In \emph{gss} versions earlier than 1.0, \code{gssanova0} was under
the name \code{gssanova}.
}
\author{Chong Gu, \email{chong@stat.purdue.edu}}
\references{
Gu, C. (1992), Cross-validating non Gaussian data. \emph{Journal
of Computational and Graphical Statistics}, \bold{1}, 169-179.
}
\examples{
## Fit a cubic smoothing spline logistic regression model
test <- function(x)
{.3*(1e6*(x^11*(1-x)^6)+1e4*(x^3*(1-x)^10))-2}
x <- (0:100)/100
p <- 1-1/(1+exp(test(x)))
y <- rbinom(x,3,p)
logit.fit <- gssanova0(cbind(y,3-y)~x,family="binomial")
## The same fit
logit.fit1 <- gssanova0(y/3~x,"binomial",weights=rep(3,101))

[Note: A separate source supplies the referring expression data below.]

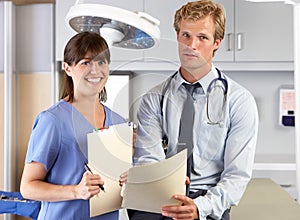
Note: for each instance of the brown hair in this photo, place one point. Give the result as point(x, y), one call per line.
point(200, 9)
point(75, 50)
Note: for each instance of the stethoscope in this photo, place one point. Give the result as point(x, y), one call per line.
point(216, 86)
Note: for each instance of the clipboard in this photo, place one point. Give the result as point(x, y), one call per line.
point(151, 186)
point(148, 187)
point(109, 155)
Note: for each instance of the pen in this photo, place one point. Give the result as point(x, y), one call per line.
point(87, 168)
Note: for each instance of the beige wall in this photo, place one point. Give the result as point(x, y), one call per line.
point(34, 95)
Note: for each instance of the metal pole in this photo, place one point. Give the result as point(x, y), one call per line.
point(297, 92)
point(8, 72)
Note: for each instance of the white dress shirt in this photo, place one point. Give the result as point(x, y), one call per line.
point(223, 153)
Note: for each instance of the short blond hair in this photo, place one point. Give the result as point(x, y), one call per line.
point(200, 9)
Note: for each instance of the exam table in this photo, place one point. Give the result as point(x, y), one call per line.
point(265, 200)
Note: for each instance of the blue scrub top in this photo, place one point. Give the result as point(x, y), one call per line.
point(59, 141)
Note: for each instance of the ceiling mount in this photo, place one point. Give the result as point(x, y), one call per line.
point(119, 27)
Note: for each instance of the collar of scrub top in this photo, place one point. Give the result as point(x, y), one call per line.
point(204, 81)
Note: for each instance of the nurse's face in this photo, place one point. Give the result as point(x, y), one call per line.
point(89, 75)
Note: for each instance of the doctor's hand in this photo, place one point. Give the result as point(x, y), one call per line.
point(123, 178)
point(88, 186)
point(187, 210)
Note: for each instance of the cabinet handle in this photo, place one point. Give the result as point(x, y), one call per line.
point(229, 46)
point(239, 41)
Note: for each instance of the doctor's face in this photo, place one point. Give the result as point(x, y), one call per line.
point(196, 43)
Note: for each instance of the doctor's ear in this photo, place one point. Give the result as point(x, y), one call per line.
point(67, 68)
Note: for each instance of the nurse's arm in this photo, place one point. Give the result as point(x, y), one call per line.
point(34, 187)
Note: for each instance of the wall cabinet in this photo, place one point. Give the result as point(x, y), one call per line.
point(258, 32)
point(255, 32)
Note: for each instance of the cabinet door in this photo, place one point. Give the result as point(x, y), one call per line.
point(64, 32)
point(167, 50)
point(264, 31)
point(226, 50)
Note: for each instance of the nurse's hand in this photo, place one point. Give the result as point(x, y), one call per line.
point(88, 186)
point(123, 178)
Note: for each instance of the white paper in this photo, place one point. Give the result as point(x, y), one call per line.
point(151, 186)
point(109, 155)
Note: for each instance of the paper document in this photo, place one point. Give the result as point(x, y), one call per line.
point(151, 186)
point(109, 155)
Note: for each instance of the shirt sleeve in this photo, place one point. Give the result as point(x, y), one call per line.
point(45, 140)
point(238, 159)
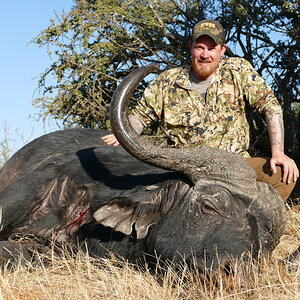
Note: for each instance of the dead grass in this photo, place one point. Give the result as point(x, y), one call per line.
point(82, 277)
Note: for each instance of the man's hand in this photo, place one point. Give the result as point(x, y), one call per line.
point(110, 140)
point(290, 170)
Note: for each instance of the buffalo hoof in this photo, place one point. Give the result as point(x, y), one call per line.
point(292, 262)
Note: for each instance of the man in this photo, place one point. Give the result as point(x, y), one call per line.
point(206, 104)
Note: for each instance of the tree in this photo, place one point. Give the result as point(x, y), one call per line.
point(99, 41)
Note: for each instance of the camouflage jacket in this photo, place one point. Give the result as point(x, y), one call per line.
point(219, 120)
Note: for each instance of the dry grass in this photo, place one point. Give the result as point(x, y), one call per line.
point(81, 277)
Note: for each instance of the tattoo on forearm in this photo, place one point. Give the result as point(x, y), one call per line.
point(276, 131)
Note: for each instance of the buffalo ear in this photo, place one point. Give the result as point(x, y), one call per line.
point(147, 208)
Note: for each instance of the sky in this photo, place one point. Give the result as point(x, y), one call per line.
point(21, 64)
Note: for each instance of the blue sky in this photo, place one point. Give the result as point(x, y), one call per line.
point(21, 65)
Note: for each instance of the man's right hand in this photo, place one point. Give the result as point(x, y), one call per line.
point(110, 140)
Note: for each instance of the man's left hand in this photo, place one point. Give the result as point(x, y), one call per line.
point(290, 169)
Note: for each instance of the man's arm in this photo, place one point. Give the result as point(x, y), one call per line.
point(111, 140)
point(276, 135)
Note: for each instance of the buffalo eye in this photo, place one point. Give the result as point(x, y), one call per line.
point(208, 208)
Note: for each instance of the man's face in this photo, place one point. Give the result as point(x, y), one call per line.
point(206, 55)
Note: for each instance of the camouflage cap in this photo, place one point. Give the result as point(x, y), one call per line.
point(211, 28)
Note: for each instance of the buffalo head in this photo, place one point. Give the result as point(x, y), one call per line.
point(224, 212)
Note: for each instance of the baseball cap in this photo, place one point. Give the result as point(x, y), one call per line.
point(211, 28)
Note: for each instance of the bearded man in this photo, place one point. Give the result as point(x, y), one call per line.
point(206, 104)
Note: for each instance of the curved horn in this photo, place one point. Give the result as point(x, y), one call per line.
point(195, 163)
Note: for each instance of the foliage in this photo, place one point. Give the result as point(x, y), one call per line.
point(99, 41)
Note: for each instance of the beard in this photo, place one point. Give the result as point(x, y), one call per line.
point(203, 71)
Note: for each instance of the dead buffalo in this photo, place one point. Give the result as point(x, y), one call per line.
point(198, 204)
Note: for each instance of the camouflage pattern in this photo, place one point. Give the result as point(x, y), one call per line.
point(210, 28)
point(219, 121)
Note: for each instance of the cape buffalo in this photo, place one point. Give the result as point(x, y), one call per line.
point(199, 204)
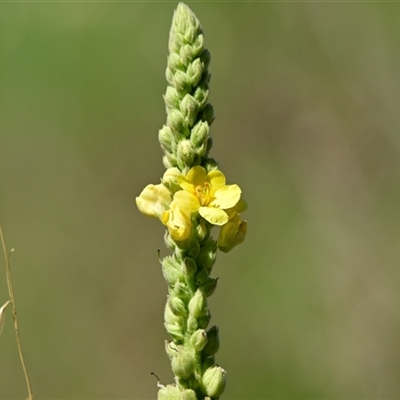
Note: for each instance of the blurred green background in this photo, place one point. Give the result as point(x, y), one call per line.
point(306, 98)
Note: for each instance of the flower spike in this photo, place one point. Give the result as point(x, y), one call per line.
point(191, 199)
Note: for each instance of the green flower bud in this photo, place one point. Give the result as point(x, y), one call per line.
point(207, 114)
point(208, 255)
point(203, 322)
point(199, 339)
point(189, 394)
point(175, 331)
point(210, 165)
point(212, 345)
point(166, 138)
point(213, 381)
point(183, 363)
point(200, 133)
point(208, 362)
point(181, 82)
point(209, 286)
point(192, 324)
point(170, 349)
point(189, 267)
point(232, 234)
point(174, 62)
point(201, 93)
point(169, 160)
point(177, 306)
point(170, 179)
point(186, 154)
point(171, 271)
point(189, 108)
point(194, 72)
point(169, 392)
point(180, 290)
point(205, 58)
point(198, 305)
point(186, 54)
point(172, 98)
point(175, 120)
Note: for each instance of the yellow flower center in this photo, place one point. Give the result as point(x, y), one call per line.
point(203, 193)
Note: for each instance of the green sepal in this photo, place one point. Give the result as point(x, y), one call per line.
point(213, 381)
point(212, 344)
point(183, 363)
point(199, 340)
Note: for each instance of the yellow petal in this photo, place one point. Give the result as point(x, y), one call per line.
point(153, 200)
point(213, 215)
point(226, 197)
point(195, 177)
point(179, 225)
point(232, 234)
point(186, 201)
point(216, 179)
point(240, 206)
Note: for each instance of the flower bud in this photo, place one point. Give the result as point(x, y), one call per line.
point(174, 61)
point(194, 72)
point(232, 234)
point(169, 392)
point(209, 286)
point(198, 305)
point(201, 93)
point(170, 349)
point(210, 165)
point(203, 322)
point(170, 317)
point(186, 54)
point(192, 324)
point(181, 82)
point(175, 121)
point(170, 271)
point(212, 345)
point(177, 306)
point(183, 363)
point(189, 108)
point(175, 331)
point(199, 339)
point(208, 362)
point(166, 138)
point(213, 381)
point(200, 133)
point(189, 266)
point(207, 114)
point(208, 255)
point(189, 394)
point(185, 154)
point(205, 58)
point(170, 179)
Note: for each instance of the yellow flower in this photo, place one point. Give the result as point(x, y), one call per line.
point(154, 200)
point(178, 222)
point(234, 231)
point(207, 194)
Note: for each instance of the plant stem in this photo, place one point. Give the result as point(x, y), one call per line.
point(14, 312)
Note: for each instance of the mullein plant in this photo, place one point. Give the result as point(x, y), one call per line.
point(191, 199)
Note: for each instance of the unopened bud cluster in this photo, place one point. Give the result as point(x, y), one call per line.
point(191, 199)
point(185, 138)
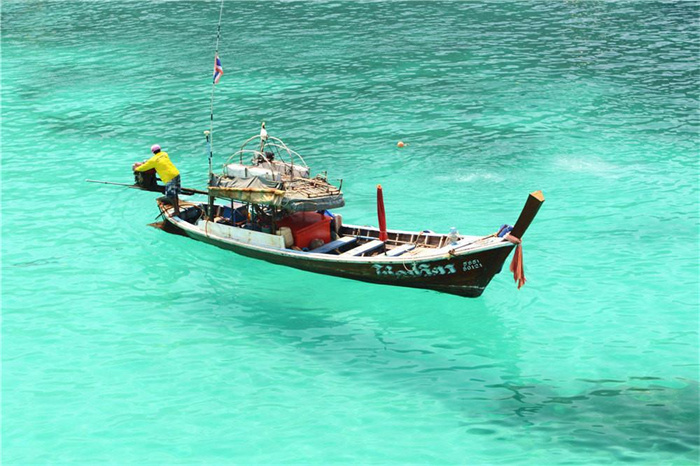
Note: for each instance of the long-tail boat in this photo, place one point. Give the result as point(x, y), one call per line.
point(265, 205)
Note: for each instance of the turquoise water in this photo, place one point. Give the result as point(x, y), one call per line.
point(125, 345)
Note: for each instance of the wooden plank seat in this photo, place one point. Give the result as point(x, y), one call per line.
point(365, 248)
point(333, 245)
point(400, 250)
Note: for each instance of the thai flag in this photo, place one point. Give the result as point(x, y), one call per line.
point(218, 70)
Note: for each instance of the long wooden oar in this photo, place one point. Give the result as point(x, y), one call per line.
point(185, 191)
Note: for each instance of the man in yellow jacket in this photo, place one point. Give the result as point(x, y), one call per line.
point(167, 171)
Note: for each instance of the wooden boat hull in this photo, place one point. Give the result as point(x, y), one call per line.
point(464, 274)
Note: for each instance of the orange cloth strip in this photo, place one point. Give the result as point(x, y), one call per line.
point(516, 265)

## Obtain estimates and standard errors on a grid
est <- predict(logit.fit,data.frame(x=x),se=TRUE)
## Plot the fit and the Bayesian confidence intervals
plot(x,y/3,ylab="p")
lines(x,p,col=1)
lines(x,1-1/(1+exp(est$fit)),col=2)
lines(x,1-1/(1+exp(est$fit+1.96*est$se)),col=3)
lines(x,1-1/(1+exp(est$fit-1.96*est$se)),col=3)
## Clean up
\dontrun{rm(test,x,p,y,logit.fit,logit.fit1,est)
dev.off()}
}
\keyword{models}
\keyword{regression}
\keyword{smooth}